Figure 5 shows the layered structure effects and simulation results of regular pentagonal rotators. Figure 5a denotes the geometry structure of rotator and orientation of layered structure. In Fig. 5b,c, acoustic waves are incident on device from vertical and horizontal directions respectively. When waves radiate into device, they deflect at different angles in different regions. The number of layers also affect the rotator’s performance. We can observe that Fig. 5b has a slight disturbance while Fig. 5c does not since the layers of Fig. 5b is 60 while Fig. 5c is 120. Similar to concentrator, layered structure simplifies the parameters of this rotator and makes the fabrication achievable. More layered structure would cause better effect.

Figure 5

(a) The layered structure schematic of acoustic rotator; (b) horizontal acoustic pressure field distribution at 60 layers; (c) vertical acoustic pressure field distribution at 120 layers; (d) acoustic pressure field distribution at the internal line source. The emission direction of the source is horizontal while the antenna is vertical, but the external waves rotate 72 degrees counterclockwise; (e) acoustic pressure field distribution at the internal line source without transformation. The source rotates anticlockwise at an angle \(\upalpha = 72^\circ { }\) relative to the angle of (d). The emission direction is 72 degrees while the antenna is perpendicular to it; (f) total acoustic pressure field at a distance of 0.6 m from the center. Numerical detections collect (d, e) and the case whose antenna is vertical without coordinate transformation.

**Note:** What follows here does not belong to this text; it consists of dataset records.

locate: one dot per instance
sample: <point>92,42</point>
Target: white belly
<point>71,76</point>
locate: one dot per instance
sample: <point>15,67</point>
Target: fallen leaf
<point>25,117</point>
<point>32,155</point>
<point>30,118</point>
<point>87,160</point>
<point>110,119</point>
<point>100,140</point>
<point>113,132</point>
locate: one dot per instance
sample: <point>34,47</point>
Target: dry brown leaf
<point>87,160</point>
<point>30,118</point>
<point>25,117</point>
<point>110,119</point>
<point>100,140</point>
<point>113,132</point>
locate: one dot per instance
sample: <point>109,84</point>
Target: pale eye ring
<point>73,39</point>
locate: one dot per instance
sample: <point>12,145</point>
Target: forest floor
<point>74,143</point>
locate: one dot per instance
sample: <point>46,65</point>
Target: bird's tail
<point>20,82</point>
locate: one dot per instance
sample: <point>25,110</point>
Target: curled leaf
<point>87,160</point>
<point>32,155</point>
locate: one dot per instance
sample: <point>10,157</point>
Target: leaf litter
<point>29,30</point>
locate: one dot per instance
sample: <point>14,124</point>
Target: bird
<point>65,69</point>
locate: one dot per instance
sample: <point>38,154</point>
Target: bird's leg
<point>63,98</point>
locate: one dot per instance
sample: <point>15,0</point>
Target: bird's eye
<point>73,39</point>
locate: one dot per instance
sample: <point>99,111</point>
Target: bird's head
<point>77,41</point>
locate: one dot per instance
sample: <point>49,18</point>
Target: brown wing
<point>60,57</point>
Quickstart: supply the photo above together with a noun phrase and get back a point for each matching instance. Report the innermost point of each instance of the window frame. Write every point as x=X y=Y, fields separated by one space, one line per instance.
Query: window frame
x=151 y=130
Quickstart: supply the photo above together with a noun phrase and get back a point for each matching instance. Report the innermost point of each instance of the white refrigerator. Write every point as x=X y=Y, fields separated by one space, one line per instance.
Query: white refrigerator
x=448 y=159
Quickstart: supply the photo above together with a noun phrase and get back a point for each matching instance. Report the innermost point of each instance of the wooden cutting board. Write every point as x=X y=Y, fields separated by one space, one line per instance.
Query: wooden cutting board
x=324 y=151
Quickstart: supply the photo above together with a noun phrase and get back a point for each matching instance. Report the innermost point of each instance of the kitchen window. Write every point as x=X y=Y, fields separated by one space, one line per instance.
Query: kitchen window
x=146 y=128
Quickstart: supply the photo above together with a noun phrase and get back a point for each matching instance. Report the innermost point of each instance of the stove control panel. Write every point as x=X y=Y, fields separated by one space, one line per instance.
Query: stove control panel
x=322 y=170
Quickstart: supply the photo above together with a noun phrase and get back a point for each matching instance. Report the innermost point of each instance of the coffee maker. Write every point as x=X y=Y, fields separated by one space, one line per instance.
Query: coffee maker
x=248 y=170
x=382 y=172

In addition, its results are also verified when source is inside. Figure 5d–f show the effects of rotator visually by changing the angle of the antenna and detecting the numerical diagram of the total acoustic pressure field. From Fig. 5d, the acoustic waves would be deflected within the rotator. Then, the direction outside the device is 72 degrees from the original direction. In another case, as shown in Fig. 5e, when the internal antenna rotates 72 degrees anticlockwise, the effect of the device will be offset so that the waves still enter the medium the same as Fig. 5d. At 0.6 m away from the center, we detected the value of the total acoustic pressure fields of Fig. 5d,e. Besides, we conducted a control group as a comparison. The control group was similar to the Fig. 5d, but there was no rotator here. We observe that the detection data of Fig. 5d,e are almost identical while case of control group is just horizontal. In other words, processed by rotator, the external pressure field distribution of Fig. 5d is the same as the natural case of Fig. 5e. At the same time, it can be concluded from the comparison that, the device can rotate the propagation direction regardless of the source's position. Therefore, the rotator, whether as a transmitter or a receiver, has good rotation effects.

Discussion

In summary, we have proposed the design of acoustic concentrators and rotators with linear coordinate transformation. The coordinate transformation method realizes the homogenization and diagonalization of the constitutive parameters. Homogeneous parameters are easier to achieve. It should be noted that, although the requested parameters are still unachievable for practical realization, the difficulties of its implementation is great simplified. Furthermore, the excellent characteristics and effectiveness are confirmed via numerical simulations with layered structures. In acoustic concentrator and acoustic rotator, only five kinds of materials with homogeneous parameters are needed to realize the fabrication of devices. The device realization becomes feasible with few homogenous materials.